HomePredictor.com forecasts Topeka's median home prices will climb 4.7% in 2012 to hit $127,734.

 

No. 1 market: Kansas City, Kan.
Projected 2012 median home-price gain: 5.8%

"Record-high prices farmers are getting paid for corn used in the production of ethanol. Soy beans and livestock prices are sending the economy in Kansas into a recovery," Colpitts says.

That's boosting real estate in 145,000-person Kansas City, where HomePredictor.com expects median prices to hit $142,830 by year's end -- a 5.8% increase.

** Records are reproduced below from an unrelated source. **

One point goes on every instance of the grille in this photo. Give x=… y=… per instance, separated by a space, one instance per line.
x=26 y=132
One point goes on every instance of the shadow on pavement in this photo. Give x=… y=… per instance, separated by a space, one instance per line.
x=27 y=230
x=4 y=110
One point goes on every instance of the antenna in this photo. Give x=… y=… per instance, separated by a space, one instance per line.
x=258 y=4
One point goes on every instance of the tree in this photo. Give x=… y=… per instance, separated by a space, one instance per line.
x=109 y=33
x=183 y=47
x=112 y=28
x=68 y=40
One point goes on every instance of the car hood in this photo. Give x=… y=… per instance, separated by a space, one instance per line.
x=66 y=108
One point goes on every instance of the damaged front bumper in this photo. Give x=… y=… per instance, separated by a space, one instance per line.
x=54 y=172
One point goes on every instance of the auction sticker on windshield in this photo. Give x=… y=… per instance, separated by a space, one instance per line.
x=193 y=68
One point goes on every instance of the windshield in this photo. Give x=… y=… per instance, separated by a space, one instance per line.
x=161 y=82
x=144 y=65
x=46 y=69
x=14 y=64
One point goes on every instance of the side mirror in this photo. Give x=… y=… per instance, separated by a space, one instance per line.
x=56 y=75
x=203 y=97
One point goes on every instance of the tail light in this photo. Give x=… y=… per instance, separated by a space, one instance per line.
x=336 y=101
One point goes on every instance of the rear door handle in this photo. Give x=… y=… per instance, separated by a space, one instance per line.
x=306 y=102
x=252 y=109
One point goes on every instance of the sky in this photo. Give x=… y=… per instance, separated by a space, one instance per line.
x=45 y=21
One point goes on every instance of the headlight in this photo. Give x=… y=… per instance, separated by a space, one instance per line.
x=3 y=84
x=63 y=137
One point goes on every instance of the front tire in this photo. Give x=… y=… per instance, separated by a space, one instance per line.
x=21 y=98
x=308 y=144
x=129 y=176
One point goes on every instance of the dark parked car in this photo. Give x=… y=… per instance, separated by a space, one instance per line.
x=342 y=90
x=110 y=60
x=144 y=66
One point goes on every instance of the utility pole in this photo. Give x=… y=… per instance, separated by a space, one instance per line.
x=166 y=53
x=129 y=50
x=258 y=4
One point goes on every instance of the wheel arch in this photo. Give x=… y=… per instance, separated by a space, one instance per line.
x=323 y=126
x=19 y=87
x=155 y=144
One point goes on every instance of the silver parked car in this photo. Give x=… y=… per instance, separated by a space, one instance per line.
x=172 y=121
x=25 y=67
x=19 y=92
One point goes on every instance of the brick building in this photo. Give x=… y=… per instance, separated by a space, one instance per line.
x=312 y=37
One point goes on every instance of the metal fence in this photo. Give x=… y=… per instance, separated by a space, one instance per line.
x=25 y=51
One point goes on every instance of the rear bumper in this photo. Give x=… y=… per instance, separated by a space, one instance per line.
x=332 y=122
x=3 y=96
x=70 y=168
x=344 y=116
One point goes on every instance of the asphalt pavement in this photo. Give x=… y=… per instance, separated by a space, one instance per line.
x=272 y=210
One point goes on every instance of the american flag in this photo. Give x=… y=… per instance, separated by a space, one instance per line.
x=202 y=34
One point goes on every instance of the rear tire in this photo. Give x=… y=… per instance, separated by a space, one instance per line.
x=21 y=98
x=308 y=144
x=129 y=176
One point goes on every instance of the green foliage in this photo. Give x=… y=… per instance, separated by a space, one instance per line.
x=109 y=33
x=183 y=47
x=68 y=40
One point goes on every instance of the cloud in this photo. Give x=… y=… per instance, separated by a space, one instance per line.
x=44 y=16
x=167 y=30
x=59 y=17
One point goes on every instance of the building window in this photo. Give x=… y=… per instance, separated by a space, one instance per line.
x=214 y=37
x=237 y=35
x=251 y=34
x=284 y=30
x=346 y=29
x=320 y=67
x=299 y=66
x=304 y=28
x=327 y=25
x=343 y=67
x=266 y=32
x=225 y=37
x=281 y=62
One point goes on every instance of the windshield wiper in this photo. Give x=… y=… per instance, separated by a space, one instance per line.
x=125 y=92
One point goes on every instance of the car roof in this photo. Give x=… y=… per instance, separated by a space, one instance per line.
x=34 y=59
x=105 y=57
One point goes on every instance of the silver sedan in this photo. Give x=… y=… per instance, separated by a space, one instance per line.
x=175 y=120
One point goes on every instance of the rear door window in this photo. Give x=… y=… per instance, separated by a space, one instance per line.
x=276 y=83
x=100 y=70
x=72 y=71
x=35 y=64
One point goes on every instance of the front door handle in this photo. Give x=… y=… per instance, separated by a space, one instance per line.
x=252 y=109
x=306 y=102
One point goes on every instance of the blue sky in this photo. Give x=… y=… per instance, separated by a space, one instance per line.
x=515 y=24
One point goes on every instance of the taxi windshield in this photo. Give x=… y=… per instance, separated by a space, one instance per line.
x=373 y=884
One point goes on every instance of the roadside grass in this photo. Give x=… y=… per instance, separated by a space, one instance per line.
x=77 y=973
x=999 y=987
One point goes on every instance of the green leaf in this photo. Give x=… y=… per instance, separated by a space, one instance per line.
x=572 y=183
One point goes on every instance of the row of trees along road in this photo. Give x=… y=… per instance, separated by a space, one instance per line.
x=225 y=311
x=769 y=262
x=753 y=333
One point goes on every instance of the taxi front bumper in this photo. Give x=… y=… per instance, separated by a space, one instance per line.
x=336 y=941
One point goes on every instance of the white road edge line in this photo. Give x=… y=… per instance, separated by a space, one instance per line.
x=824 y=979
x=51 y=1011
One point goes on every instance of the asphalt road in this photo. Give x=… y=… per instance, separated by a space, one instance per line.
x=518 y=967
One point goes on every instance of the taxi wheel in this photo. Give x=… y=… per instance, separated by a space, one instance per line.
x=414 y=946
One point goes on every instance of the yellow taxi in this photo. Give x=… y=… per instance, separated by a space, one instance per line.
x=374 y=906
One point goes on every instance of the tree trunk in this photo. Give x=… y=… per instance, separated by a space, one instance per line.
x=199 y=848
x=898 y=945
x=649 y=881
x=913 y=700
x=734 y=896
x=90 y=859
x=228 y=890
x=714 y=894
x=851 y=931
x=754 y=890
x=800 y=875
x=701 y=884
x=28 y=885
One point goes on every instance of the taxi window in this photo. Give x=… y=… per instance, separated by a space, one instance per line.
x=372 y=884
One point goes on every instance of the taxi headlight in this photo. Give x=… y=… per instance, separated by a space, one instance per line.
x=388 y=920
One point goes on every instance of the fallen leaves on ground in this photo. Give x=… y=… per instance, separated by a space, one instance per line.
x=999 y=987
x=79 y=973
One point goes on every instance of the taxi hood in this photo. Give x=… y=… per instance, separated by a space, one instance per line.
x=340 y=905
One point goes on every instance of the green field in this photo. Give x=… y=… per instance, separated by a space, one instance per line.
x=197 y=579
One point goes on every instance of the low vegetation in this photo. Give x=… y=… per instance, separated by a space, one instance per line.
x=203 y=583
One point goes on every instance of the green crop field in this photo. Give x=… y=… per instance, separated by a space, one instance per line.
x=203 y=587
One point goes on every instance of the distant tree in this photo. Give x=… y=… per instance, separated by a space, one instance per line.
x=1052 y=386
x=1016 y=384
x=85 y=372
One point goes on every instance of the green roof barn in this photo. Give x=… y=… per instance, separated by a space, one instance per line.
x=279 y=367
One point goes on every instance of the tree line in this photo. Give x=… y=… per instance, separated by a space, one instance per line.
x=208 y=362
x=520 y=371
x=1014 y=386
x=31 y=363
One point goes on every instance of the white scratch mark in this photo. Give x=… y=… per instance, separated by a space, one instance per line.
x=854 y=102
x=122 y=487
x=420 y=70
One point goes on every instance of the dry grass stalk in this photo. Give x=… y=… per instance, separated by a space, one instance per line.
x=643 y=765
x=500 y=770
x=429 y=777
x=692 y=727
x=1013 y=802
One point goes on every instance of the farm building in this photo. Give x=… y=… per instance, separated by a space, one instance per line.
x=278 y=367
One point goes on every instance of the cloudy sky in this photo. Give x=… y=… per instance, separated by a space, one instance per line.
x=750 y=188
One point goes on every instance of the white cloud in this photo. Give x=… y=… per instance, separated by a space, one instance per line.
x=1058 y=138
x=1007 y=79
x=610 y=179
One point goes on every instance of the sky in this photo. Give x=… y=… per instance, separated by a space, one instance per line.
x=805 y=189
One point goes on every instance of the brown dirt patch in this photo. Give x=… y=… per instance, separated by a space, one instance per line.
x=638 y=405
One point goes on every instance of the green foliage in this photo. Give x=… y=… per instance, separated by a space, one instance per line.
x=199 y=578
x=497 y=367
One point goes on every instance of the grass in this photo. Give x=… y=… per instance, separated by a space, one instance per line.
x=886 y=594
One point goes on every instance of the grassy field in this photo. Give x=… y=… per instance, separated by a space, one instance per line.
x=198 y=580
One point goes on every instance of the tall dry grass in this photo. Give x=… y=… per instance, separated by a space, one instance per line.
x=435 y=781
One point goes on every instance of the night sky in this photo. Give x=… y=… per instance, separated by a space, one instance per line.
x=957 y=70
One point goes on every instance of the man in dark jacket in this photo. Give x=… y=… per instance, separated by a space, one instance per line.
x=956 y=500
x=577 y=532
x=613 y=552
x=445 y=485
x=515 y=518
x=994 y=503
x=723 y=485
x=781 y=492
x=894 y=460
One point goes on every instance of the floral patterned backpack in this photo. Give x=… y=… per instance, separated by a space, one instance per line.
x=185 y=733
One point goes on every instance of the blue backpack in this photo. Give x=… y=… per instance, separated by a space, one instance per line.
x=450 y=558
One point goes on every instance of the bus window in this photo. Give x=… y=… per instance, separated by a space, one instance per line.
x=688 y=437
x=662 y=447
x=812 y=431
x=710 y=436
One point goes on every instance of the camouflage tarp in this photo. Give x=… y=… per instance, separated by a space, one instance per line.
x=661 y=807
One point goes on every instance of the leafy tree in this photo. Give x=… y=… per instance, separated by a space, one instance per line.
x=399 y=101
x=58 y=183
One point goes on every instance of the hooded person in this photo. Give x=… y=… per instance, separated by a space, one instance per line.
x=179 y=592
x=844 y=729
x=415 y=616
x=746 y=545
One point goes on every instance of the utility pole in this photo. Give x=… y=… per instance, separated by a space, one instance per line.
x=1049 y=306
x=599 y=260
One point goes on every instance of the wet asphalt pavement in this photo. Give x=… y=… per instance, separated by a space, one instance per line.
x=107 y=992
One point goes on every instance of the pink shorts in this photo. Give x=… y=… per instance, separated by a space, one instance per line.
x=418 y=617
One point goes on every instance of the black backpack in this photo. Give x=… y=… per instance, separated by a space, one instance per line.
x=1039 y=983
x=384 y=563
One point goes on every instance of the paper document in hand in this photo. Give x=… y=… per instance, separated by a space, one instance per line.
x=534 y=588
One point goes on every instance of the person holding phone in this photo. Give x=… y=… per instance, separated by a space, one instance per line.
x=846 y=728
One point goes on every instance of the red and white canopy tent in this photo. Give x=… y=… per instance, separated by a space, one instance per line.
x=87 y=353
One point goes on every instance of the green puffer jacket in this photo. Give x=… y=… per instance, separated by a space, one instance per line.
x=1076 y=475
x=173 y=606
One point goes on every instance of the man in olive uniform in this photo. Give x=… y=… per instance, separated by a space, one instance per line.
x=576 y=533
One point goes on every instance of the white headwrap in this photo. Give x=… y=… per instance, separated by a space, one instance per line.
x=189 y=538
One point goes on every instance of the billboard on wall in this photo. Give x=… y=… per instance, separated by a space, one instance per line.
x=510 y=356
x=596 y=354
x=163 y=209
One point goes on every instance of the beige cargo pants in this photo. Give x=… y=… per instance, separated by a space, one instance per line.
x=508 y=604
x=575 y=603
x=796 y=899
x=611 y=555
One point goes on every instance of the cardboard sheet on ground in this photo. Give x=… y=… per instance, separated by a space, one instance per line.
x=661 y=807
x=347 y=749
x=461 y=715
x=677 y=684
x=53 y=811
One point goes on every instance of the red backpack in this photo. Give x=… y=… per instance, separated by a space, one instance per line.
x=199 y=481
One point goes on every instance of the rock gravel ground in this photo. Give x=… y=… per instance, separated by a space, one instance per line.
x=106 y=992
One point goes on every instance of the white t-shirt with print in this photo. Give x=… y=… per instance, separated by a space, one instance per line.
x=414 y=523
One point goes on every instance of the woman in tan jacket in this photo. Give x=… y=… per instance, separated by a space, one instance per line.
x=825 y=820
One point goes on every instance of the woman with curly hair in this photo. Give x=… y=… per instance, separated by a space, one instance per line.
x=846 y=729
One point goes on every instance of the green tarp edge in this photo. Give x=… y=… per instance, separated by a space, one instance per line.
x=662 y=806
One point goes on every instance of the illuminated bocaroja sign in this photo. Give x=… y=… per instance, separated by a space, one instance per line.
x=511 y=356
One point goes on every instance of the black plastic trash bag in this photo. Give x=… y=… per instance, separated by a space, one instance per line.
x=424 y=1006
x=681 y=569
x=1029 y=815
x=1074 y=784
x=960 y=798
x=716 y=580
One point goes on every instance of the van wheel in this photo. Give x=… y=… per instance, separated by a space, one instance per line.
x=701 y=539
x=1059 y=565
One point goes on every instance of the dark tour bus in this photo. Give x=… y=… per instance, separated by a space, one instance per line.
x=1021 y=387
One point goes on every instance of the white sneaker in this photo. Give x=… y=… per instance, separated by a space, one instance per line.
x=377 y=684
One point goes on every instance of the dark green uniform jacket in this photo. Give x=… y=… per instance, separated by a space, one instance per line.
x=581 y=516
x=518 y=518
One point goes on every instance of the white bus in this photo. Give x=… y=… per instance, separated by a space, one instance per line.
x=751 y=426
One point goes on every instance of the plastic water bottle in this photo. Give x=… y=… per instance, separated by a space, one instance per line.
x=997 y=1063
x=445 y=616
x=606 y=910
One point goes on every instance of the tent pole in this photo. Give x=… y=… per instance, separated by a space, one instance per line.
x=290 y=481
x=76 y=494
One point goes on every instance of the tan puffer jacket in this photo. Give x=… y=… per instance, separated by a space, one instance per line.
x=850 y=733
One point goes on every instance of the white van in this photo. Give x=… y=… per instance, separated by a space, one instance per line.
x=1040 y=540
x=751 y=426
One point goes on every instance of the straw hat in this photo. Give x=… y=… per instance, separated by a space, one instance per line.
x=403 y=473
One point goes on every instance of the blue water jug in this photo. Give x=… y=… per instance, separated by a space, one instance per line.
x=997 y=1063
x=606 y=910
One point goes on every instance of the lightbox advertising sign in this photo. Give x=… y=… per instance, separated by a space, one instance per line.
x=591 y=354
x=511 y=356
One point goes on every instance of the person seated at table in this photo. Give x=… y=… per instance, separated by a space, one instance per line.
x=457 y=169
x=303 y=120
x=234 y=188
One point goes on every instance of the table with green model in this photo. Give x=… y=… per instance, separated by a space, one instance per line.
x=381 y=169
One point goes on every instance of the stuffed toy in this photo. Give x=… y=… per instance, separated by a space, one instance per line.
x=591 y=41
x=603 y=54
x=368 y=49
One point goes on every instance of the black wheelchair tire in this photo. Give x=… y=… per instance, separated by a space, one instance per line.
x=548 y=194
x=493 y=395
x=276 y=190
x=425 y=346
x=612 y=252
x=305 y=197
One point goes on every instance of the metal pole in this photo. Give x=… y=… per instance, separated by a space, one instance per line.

Colpitts says Kansas City's existing-home sales "are rising, and are projected to remain that way through 2012 as foreclosures are reduced by higher home prices." Kansas City is home to the 3,900-worker General Motors (Stock Quote: GM) Fairfax Assembly Plant, which builds Chevrolet Malibus and Buick LaCrosses. The community is also home to Associated Wholesale Grocers and the Kansas City Steak Co.

All told, the latest local figures show that the Kansas City, Kan./Kansas City, Mo., metro area had 7.8% joblessness in October -- 1.2 percentage points below the nation's overall rate that month.